当前位置:网站首页>MapReduce instance (VI): inverted index
MapReduce instance (VI): inverted index
2022-07-06 09:33:00 【Laugh at Fengyun Road】
MR Realization Inverted index
Hello everyone , I am Fengyun , Welcome to my blog perhaps WeChat official account 【 Laugh at Fengyun Road 】, In the days to come, let's learn about big data related technologies , Work hard together , Meet a better self !
The principle of inverted index
- " Inverted index " It is the most commonly used data structure in document retrieval system , It is widely used in full text search engine .

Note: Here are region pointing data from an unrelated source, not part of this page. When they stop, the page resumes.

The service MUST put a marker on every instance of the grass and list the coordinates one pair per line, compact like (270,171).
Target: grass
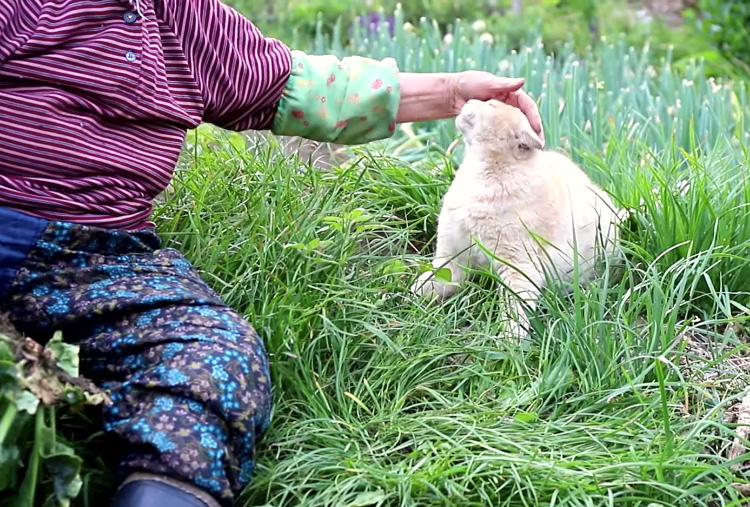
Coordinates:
(382,399)
(621,396)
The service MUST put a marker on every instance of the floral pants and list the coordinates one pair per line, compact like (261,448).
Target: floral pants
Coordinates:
(188,376)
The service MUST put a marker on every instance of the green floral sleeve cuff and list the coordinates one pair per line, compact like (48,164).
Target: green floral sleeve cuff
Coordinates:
(349,101)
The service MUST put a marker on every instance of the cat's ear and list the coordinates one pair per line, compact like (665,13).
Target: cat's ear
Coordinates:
(528,140)
(466,121)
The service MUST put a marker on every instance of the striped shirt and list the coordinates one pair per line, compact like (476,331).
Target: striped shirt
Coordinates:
(96,97)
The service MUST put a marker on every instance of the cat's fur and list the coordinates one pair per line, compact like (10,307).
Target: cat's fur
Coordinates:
(526,205)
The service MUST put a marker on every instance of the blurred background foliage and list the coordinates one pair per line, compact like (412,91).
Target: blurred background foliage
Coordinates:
(713,30)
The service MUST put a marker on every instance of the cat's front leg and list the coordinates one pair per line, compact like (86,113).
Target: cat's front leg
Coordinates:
(448,256)
(429,285)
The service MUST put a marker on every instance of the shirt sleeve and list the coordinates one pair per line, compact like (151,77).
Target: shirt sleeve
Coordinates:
(349,101)
(240,72)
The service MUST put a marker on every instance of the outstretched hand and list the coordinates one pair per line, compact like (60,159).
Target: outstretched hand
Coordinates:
(484,86)
(427,97)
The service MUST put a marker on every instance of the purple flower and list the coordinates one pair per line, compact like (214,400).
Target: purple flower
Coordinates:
(371,23)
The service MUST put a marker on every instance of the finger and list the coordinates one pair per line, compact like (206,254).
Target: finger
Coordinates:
(506,85)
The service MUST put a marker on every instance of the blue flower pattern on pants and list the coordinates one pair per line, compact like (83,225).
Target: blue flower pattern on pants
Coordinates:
(188,376)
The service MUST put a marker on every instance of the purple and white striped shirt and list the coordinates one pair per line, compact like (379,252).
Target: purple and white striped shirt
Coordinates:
(96,97)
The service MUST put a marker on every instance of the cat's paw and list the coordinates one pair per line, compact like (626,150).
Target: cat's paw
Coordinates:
(516,331)
(428,286)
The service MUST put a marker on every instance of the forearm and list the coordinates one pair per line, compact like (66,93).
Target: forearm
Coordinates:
(425,97)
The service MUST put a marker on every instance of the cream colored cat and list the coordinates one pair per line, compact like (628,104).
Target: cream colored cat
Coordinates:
(531,208)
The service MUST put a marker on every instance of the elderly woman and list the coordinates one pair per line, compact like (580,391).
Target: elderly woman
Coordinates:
(96,97)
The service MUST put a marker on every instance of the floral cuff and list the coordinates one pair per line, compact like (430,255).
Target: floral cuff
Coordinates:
(349,101)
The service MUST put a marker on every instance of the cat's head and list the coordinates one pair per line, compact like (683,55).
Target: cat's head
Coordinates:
(497,127)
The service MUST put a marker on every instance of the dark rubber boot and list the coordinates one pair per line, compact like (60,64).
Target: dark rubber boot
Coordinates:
(154,491)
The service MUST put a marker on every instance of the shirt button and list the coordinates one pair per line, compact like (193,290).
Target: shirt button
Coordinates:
(130,17)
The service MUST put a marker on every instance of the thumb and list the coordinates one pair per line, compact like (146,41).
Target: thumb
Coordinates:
(507,85)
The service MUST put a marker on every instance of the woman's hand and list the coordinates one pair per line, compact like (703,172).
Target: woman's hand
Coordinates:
(485,86)
(427,97)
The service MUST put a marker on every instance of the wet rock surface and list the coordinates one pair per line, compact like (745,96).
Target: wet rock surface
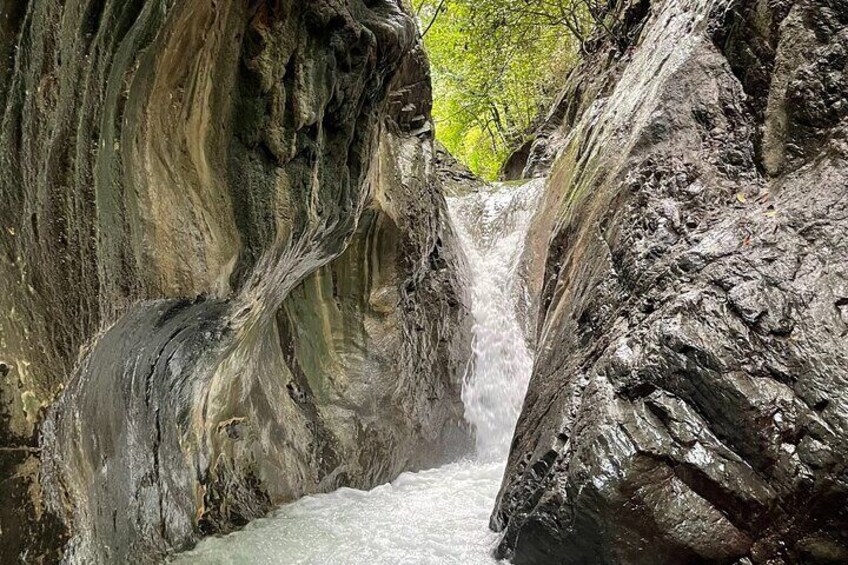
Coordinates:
(688,402)
(225,271)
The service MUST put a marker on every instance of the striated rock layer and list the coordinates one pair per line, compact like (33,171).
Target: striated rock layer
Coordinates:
(226,280)
(689,401)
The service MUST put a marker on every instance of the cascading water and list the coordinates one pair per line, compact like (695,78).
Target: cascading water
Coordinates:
(440,516)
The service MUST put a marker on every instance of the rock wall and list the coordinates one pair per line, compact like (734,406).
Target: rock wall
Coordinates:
(226,279)
(689,402)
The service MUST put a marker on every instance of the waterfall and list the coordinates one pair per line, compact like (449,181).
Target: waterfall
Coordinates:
(439,516)
(492,225)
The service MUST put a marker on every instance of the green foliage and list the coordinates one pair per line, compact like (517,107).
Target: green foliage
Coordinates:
(497,65)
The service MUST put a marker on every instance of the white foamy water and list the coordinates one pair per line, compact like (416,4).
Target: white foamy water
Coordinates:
(440,516)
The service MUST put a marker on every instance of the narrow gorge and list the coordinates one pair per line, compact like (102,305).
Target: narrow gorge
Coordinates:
(252,311)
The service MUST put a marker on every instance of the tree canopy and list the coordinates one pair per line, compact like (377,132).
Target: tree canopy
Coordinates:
(497,65)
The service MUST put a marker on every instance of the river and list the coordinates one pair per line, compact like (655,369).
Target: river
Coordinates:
(438,516)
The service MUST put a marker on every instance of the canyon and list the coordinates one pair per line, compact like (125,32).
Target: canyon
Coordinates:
(237,271)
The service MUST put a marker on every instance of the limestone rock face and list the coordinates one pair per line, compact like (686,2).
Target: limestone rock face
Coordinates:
(226,278)
(689,401)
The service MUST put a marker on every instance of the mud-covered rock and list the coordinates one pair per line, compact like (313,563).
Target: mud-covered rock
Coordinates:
(688,402)
(226,279)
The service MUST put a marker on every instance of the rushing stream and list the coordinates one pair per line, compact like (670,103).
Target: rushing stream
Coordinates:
(440,516)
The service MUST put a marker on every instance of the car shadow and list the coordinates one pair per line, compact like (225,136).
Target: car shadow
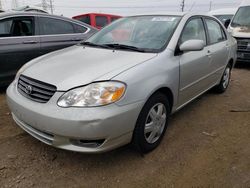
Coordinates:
(240,65)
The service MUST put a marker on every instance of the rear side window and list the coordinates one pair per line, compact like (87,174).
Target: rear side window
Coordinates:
(101,21)
(5,28)
(215,31)
(194,30)
(51,26)
(80,29)
(16,27)
(84,19)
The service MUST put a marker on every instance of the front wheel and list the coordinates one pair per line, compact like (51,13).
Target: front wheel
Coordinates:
(152,123)
(225,80)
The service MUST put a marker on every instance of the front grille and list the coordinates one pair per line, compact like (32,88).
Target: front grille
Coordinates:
(35,90)
(40,135)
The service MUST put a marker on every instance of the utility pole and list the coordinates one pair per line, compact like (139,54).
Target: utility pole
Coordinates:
(14,4)
(210,6)
(182,5)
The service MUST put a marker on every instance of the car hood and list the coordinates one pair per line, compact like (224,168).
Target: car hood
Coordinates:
(78,65)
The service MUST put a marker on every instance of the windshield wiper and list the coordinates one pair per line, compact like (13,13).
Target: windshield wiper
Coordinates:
(126,47)
(95,45)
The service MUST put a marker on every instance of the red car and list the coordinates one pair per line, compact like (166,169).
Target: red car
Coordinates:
(97,20)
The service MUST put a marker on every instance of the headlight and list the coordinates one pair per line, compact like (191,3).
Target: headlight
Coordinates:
(95,94)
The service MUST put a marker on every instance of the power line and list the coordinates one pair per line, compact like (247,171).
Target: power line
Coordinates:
(14,4)
(182,5)
(48,4)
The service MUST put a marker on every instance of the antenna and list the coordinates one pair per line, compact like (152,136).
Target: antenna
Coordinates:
(210,6)
(44,5)
(182,5)
(48,4)
(14,4)
(51,6)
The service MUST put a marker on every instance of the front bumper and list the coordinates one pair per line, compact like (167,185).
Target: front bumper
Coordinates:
(109,126)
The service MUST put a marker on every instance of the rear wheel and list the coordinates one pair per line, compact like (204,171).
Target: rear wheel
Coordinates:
(225,80)
(152,123)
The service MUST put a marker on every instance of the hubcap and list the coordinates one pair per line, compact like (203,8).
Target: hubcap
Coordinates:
(226,77)
(155,123)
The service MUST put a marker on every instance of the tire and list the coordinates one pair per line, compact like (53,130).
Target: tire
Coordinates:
(151,124)
(225,80)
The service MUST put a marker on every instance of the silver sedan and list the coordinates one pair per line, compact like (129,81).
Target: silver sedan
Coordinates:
(122,84)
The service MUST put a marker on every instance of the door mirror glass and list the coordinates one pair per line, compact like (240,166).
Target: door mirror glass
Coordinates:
(192,45)
(227,22)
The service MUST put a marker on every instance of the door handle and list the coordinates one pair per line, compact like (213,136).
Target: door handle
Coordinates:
(30,42)
(76,39)
(209,54)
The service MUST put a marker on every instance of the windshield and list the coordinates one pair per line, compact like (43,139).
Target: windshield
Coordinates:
(242,17)
(148,33)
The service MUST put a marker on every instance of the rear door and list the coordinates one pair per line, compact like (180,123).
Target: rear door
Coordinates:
(18,45)
(194,65)
(57,33)
(218,47)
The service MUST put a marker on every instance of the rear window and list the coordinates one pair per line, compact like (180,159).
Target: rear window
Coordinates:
(15,27)
(101,21)
(84,19)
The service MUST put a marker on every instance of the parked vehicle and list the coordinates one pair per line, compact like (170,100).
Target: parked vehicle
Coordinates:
(30,9)
(240,29)
(24,36)
(105,93)
(224,14)
(97,20)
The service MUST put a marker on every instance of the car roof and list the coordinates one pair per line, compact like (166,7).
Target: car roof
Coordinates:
(245,3)
(223,11)
(181,14)
(21,13)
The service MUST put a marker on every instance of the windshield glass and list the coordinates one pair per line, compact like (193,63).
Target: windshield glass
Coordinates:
(150,33)
(242,17)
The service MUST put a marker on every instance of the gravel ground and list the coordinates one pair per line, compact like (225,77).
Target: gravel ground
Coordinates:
(206,145)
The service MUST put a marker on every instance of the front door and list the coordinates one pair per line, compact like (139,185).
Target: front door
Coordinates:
(194,66)
(18,45)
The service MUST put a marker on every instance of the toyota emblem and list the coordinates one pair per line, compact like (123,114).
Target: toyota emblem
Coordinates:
(28,89)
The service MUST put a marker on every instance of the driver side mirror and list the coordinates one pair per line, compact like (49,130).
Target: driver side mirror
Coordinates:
(192,45)
(227,23)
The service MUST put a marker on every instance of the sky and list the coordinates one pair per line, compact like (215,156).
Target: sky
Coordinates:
(71,8)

- It's mainly used to store a word ( Or phrases ) Mapping of storage locations in a document or group of documents , That is, it provides a basis " Content to find documents " The way . Because it is not based on " Document to determine what the document contains " The content of , Instead, do the opposite , So it's called inverted index (Inverted Index)

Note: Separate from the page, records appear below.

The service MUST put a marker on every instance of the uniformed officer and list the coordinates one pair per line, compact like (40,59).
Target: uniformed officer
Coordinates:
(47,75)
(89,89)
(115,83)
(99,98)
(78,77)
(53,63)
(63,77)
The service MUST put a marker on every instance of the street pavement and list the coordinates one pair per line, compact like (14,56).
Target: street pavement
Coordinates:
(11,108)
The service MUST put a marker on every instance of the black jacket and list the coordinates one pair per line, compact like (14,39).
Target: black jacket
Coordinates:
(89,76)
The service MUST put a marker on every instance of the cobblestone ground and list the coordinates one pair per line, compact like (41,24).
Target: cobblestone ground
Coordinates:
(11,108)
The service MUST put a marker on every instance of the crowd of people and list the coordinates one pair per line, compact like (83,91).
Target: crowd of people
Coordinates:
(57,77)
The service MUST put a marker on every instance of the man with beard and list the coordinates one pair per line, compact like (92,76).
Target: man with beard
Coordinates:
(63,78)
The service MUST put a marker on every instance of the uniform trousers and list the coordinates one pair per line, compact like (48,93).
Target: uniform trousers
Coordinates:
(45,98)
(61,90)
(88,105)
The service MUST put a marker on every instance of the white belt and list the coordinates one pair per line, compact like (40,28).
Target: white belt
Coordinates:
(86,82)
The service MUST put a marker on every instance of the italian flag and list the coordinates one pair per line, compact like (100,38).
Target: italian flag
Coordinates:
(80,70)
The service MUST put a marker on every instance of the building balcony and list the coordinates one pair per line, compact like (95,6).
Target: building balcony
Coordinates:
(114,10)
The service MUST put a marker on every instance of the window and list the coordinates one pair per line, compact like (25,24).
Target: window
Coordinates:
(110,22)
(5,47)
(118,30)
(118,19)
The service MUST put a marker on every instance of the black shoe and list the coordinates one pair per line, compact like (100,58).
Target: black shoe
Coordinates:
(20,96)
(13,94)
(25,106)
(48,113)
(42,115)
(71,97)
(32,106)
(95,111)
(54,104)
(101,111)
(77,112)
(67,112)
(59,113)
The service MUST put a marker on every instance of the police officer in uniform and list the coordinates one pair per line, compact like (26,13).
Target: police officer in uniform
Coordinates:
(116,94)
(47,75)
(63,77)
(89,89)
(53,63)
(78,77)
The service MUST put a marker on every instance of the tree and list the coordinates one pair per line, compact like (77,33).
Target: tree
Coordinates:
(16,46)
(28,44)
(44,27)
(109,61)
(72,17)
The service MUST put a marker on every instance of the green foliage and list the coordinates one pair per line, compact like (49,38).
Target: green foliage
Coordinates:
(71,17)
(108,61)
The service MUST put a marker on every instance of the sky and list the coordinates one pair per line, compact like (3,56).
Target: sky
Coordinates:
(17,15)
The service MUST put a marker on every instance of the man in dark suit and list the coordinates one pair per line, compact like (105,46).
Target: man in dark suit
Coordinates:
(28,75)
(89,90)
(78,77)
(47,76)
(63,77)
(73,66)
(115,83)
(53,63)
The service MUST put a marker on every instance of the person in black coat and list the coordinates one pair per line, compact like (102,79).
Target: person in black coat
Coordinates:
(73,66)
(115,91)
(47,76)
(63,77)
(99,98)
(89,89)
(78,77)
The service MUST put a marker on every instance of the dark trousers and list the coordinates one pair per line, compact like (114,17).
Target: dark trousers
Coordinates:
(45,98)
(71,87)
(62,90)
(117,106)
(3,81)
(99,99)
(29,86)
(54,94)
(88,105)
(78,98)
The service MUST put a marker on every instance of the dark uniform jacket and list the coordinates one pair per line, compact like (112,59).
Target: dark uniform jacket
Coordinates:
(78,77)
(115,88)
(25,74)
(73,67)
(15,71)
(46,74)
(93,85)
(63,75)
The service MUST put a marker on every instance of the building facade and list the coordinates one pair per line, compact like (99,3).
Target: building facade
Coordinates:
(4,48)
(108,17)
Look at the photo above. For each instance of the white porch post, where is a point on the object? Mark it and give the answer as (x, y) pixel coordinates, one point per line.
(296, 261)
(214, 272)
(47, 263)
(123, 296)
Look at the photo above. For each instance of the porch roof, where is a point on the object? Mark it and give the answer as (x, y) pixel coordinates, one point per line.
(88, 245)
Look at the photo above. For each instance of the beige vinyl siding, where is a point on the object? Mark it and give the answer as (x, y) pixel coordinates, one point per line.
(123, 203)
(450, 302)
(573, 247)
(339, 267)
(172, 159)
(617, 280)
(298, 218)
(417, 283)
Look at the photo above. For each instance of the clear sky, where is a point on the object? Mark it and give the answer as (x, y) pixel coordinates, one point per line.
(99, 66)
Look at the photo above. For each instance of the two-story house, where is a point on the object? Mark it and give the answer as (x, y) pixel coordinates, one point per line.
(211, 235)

- Realization " Inverted index " The main information of concern is : word 、 file URL And word frequency
Inverted index is mainly used to store a word ( Or phrases ) Mapping of storage locations in a document or group of documents , That is, it provides a basis " Content to find documents " The way .
Realize the idea
according to MapReduce The design idea of inverted index is given :
(1)Map The process
First, use the default TextInputFormat Class to process the input file , Get the offset of each line in the text and its content . obviously ,Map The process must first analyze the input <key,value> Yes , Get the three information needed in the inverted index : word 、 file URL And word frequency , Then we use the read data Map Operation for pretreatment , As shown in the figure below :
There are two problems :
First of all ,<key,value> Yes, there can only be two values , Without using Hadoop In the case of custom data types , Two of these values need to be combined into one value according to the situation , As key or value value .
second , Through one Reduce The process cannot complete word frequency statistics and generate document list at the same time , So we must add one Combine Process complete word frequency statistics .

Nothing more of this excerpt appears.